Strawberry and Timut Pepper Bon Bon


Makes 40 pcs (2 moulds)


STRAWBERRY AND PINK PEPPERCORN GEL


Ingredients:

Strawberry puree 200 g

Caster sugar 60 g

Glucose syrup 25 g

Citric acid powder 1.5 g

Timut Pepper 3 g


Procedure:

Add all the ingredients to a small saucepan and blend with a hand blender. Cook over medium heat to a boil, strain out the larger pieces of peppercorns and continue cooking the mixture to 105*C. Allow to cool and place in a piping bag. 



66% DARK CHOCOLATE AND TIMUT PEPPER GANACHE


Ingredients:

Water 140 g 

Pink peppercorns 4 g

Dark Chocolate 66% 200 g

Invert sugar 20 g


Procedure:

Boil the water and peppercorns, blend with a hand blender and allow to infuse for 1 hour. Strain then return to the boil and pour over the chocolate and invert sugar. Blend to emulsify well and our into piping bag and leave on the bench to cool to a temperature of 28*C and use immediately. 



ASSEMBLY

Procedure:

Spray moulds with shades of red coloured cocoa butter, create a thin shell with milk chocolate. Fill 1/3 with cooled strawberry gel, and then on top pipe the Timut infused ganache leaving 1mm to cap with more tempered milk chocolate once the ganache has crystallised. 

 


Would you like to know more about Pod mould? Click the bottom to discover all models.





 


ABOUT

Philip Khoury:


ABOUT Philip Khoury:


Award-winning pastry chef Philip Khoury was Head Pastry Chef at the prominent Harrods in London.

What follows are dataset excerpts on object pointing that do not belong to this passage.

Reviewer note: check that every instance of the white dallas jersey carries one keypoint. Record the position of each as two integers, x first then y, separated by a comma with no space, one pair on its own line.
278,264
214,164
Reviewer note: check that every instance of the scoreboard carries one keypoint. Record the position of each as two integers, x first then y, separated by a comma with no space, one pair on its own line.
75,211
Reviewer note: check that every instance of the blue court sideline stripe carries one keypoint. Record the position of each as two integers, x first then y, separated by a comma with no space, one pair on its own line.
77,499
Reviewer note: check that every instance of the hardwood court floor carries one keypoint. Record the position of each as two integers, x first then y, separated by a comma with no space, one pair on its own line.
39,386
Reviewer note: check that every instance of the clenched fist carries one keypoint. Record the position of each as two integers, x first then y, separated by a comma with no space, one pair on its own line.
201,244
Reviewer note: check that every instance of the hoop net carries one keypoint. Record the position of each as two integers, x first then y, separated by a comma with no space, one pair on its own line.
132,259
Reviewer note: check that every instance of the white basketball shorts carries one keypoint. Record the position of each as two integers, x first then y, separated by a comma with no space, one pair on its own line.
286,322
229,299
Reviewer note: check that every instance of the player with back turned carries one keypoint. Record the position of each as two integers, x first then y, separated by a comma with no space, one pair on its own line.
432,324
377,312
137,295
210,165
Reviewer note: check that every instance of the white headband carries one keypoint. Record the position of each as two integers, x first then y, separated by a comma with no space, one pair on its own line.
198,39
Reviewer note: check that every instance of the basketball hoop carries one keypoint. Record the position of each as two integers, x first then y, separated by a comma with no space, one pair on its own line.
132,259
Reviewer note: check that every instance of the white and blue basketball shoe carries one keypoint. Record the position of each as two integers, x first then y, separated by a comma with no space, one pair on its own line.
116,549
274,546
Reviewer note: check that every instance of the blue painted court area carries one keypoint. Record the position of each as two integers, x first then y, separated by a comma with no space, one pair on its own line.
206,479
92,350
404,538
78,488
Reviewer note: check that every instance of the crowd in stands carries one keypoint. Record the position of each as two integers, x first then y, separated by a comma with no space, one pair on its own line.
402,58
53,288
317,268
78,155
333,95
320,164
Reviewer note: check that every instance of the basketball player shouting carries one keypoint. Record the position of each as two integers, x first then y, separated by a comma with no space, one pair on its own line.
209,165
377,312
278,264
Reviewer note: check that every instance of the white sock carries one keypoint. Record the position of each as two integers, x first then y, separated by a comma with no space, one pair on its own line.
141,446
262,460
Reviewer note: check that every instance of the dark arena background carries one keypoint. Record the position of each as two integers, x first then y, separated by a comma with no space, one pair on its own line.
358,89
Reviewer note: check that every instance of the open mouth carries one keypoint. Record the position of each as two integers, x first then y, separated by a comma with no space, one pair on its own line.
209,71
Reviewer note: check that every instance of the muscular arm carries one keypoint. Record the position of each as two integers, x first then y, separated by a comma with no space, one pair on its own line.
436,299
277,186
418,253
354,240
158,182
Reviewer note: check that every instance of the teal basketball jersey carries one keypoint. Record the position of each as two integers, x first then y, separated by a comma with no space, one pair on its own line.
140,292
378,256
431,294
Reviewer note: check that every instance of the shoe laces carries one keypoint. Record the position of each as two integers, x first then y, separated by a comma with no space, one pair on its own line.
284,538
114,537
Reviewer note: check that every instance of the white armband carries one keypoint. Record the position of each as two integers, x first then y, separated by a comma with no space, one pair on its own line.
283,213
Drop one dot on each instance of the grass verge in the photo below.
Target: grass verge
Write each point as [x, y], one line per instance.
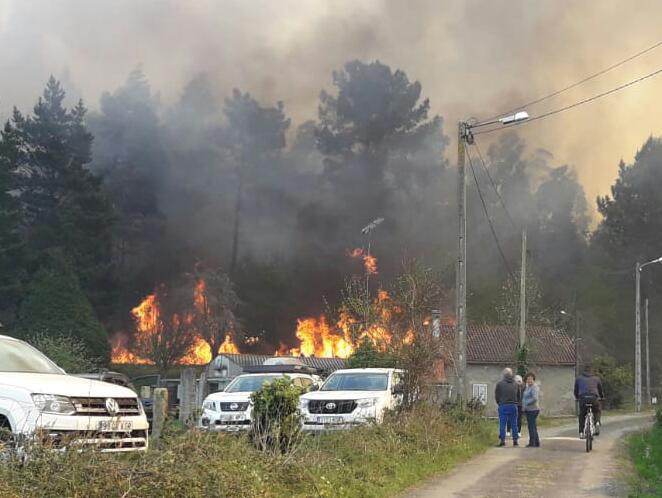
[646, 453]
[371, 461]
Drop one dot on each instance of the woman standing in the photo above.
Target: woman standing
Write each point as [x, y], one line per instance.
[531, 408]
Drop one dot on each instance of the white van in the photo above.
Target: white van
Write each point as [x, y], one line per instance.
[38, 399]
[352, 397]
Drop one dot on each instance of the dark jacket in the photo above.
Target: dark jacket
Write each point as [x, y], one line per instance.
[507, 392]
[587, 384]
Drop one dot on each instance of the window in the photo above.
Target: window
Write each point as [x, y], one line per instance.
[479, 392]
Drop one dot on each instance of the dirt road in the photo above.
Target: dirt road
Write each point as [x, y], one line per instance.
[560, 468]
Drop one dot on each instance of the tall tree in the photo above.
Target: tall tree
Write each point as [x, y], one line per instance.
[11, 244]
[255, 135]
[64, 208]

Classically trained, he works to innovate through reformulation and reinvention. His philosophy aims to marry flavour, texture and beautiful presentation in what he calls “the holy trinity” of dessert enjoyment.


"Pod plays with the form and shape of a source of great inspiration, the cacao fruit pod. It can be filled with one to three layers and fits perfectly in standard chocolate packaging"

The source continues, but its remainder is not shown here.